Vogliamo “smitizzare” i partigiani come Enio? Facciamolo, e ci accorgeremo che la memoria ne esce ancor più rafforzata. La leggenda, amplificata. Lasciamo cadere le vestigia del mito: “umanizzando” la storia si rendono più certi i confini di un territorio minato, dove negli ultimi anni chiunque si sente libero di dire tutto e il contrario di tutto, spingendo verso la radicalizzazione e la giustificazione per poi ricorrere a ipocrite prese di distanza quando qualche fesso ci casca davvero.
Perdere una persona come Enio Sardelli non solo ci addolora profondamente a livello umano; perdere uomini e donne come Enio fa nascere in noi una buona dose di preoccupazione.

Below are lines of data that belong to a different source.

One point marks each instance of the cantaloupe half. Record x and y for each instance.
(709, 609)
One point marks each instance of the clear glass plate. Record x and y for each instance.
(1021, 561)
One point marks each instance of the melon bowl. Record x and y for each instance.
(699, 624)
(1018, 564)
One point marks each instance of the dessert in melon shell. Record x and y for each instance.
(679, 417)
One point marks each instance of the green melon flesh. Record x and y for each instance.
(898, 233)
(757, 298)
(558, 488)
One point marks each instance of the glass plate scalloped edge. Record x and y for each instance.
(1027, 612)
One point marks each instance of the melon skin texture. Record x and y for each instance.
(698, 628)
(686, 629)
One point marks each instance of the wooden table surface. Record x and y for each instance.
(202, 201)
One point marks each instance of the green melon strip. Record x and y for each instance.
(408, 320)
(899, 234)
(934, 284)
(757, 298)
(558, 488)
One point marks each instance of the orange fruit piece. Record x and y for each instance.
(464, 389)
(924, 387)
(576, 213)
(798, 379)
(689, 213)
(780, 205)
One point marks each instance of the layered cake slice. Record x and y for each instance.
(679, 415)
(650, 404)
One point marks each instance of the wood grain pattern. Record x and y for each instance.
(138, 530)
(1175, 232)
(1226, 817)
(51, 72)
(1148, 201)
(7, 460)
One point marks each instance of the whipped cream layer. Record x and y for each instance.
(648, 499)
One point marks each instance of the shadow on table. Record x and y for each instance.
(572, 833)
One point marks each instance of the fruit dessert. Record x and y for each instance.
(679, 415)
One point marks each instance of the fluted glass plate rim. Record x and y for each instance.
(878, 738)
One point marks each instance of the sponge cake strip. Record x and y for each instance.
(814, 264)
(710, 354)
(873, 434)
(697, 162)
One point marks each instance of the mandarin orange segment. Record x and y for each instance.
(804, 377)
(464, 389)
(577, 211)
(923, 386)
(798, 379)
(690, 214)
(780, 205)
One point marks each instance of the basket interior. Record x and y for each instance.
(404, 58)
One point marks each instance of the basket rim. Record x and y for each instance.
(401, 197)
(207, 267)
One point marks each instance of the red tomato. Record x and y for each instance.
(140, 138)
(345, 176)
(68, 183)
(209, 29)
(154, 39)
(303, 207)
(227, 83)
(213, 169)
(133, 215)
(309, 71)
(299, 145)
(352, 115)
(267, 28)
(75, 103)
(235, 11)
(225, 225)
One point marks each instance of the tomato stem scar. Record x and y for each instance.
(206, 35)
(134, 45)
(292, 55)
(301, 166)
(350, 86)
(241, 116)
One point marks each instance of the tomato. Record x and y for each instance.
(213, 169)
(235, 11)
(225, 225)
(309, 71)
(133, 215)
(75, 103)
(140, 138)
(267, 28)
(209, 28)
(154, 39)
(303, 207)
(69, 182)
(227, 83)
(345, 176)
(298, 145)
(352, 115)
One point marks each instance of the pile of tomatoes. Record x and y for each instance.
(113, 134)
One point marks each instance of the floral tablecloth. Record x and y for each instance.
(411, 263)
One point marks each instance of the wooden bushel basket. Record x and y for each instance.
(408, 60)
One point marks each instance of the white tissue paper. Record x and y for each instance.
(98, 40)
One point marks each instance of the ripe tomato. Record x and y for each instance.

Quando anche gli ultimi testimoni di quell’epoca se ne saranno andati, cosa succederà in questa Italia così atta alle derive, così felice di voltare non pagina ma faccia, così predisposta a rinnegare se stessa e quello che il giorno prima era vero, il giorno dopo non lo è più?
La memoria di Enio Sardelli e di tutti coloro che parteciparono a quei giorni di sofferenza e speranza vive e continuerà a vivere nella Costituzione italiana, come lo stesso Foco tuonò pochi giorni prima di morire.
In noi, però, rimane la tristezza per la perdita di un amico che, non troppi anni fa, mise in gioco la sua giovane vita per regalare a noi, italiani di oggi, un mondo migliore. Fatto di stelle e fiori. Cerchiamo di meritarcelo.